En toen was het ineens klaar met die lockdown. De
dagelijkse ochtendwandelingetjes langs de Vecht
of om het dorp begonnen me te benauwen. Eindpunt
was steevast de werkkamer met de camera op de
computer, om les te geven aan studenten die ook
zaten opgesloten in hun kamer. (Nou, niet allemaal,
één student volgde mijn lessen vanachter het stuur
van de auto, waarmee hij door Nederland reed. De
ander zat in bad. Dat kregen we niet te zien, want
ze had de camera uit. Wel hoorden we
klotsgeluiden, toen ze een keer haar microfoon
openzette, en met zwoele stem zei: antwoord B,
volgens mij).
Ik had er dus genoeg van, en ging midden in de
tweede golf in op de lokroep van mijn neef die al
een jaar als internetnomade werkt. Hij zat in Rome.

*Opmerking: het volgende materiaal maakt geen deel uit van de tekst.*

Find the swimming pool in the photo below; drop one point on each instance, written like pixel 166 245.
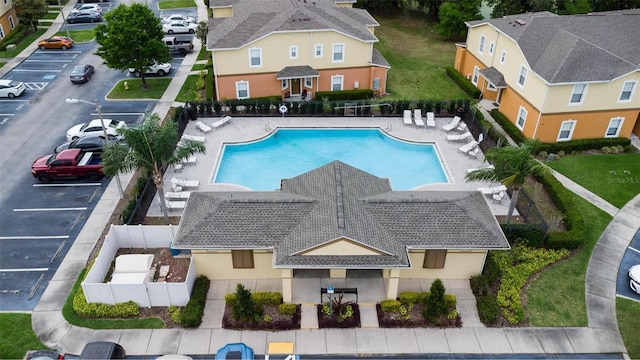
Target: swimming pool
pixel 289 152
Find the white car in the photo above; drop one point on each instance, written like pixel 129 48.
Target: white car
pixel 94 128
pixel 157 69
pixel 178 17
pixel 634 278
pixel 179 27
pixel 11 89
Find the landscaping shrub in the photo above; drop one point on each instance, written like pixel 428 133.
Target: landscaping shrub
pixel 193 311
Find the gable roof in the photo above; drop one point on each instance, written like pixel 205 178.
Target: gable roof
pixel 575 48
pixel 255 19
pixel 338 201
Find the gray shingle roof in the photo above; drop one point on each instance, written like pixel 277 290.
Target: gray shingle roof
pixel 338 201
pixel 254 19
pixel 576 48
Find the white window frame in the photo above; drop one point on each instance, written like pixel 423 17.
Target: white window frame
pixel 334 53
pixel 578 90
pixel 572 124
pixel 617 118
pixel 238 89
pixel 335 77
pixel 522 114
pixel 476 75
pixel 634 85
pixel 251 57
pixel 522 75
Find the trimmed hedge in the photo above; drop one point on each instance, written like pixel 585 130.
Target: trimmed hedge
pixel 465 84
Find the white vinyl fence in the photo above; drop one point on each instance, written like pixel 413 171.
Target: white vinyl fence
pixel 146 294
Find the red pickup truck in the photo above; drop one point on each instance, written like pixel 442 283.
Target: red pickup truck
pixel 68 163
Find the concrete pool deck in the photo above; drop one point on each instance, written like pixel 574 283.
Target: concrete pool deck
pixel 243 129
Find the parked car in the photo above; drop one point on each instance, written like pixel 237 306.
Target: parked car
pixel 56 42
pixel 634 278
pixel 94 128
pixel 85 7
pixel 179 27
pixel 157 69
pixel 177 17
pixel 81 73
pixel 11 88
pixel 84 16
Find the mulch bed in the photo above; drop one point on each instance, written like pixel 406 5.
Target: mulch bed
pixel 278 321
pixel 325 321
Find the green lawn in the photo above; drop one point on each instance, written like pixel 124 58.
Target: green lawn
pixel 417 61
pixel 556 296
pixel 16 336
pixel 627 312
pixel 155 89
pixel 615 178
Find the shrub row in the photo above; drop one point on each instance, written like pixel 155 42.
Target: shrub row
pixel 193 311
pixel 465 84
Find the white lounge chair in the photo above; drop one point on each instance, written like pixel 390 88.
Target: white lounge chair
pixel 431 120
pixel 453 124
pixel 203 127
pixel 224 120
pixel 459 137
pixel 177 195
pixel 468 146
pixel 417 117
pixel 407 117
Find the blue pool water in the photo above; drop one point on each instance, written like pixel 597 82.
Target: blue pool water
pixel 260 165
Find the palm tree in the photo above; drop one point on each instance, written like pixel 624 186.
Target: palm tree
pixel 151 147
pixel 511 166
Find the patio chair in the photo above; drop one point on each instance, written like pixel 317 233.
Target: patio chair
pixel 453 124
pixel 407 117
pixel 459 137
pixel 417 117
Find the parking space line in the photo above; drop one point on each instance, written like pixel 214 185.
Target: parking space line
pixel 51 209
pixel 35 237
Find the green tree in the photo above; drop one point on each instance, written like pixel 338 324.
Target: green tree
pixel 30 10
pixel 453 14
pixel 151 148
pixel 511 166
pixel 131 37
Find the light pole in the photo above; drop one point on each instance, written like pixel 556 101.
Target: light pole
pixel 104 132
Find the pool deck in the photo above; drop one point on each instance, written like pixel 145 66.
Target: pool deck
pixel 243 129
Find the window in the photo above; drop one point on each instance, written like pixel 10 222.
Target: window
pixel 522 117
pixel 242 89
pixel 255 57
pixel 336 82
pixel 577 95
pixel 523 75
pixel 566 130
pixel 242 259
pixel 338 52
pixel 613 130
pixel 481 45
pixel 434 259
pixel 476 75
pixel 628 89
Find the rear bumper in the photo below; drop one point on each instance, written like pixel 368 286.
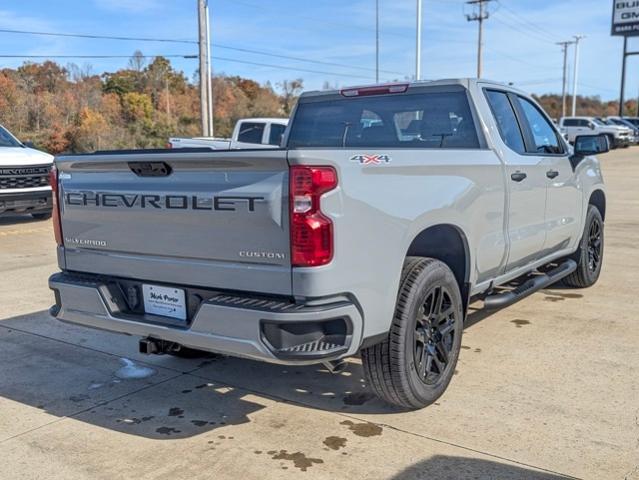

En zoals mijn lezers weten, heb ik weinig aansporing
nodig om op reis te gaan. Ik klapte mijn bureau in
Oudleusen in, stopte hem in mijn koffer en reisde
af (vliegend voor een tientje, oh oh, vliegschaamte,
vliegschaamte).
Enkele dagen gaf ik les vanaf een zonnig terras in
Rome, tot daar code oranje dreigde. Met de trein
(ook vanuit de trein verzorgde ik twee lessen) naar
Sicilië, waar het code geel was. Volgde een
heerlijke week, waarin ik spreekuur had voor de
studenten en lessen verzorgde van mijn balkon met
uitzicht op de Etna. In de middag een fijne
Italiaanse lunch en zwemmen in de zee.
De digitale afdelingsborrel met school deed me de
das om. Mijn baas was not amused dat ik de
collega’s op het beeldscherm toedronk vanaf het
balkon in Siracusa, met een eenzame wuivende palm
op de achtergrond. Gelukkig liet hij dat pas een
week later weten, toen we hoog en droog in
Sardinië zaten, alweer op de vlucht voor code
oranje.
En op Sardinië begon het wat frisser te worden. In
de avond moest het vuur aan in ons landhuis bij
Olbia. En ook hier begonnen de
ochtendwandelingetjes een beetje te vervelen.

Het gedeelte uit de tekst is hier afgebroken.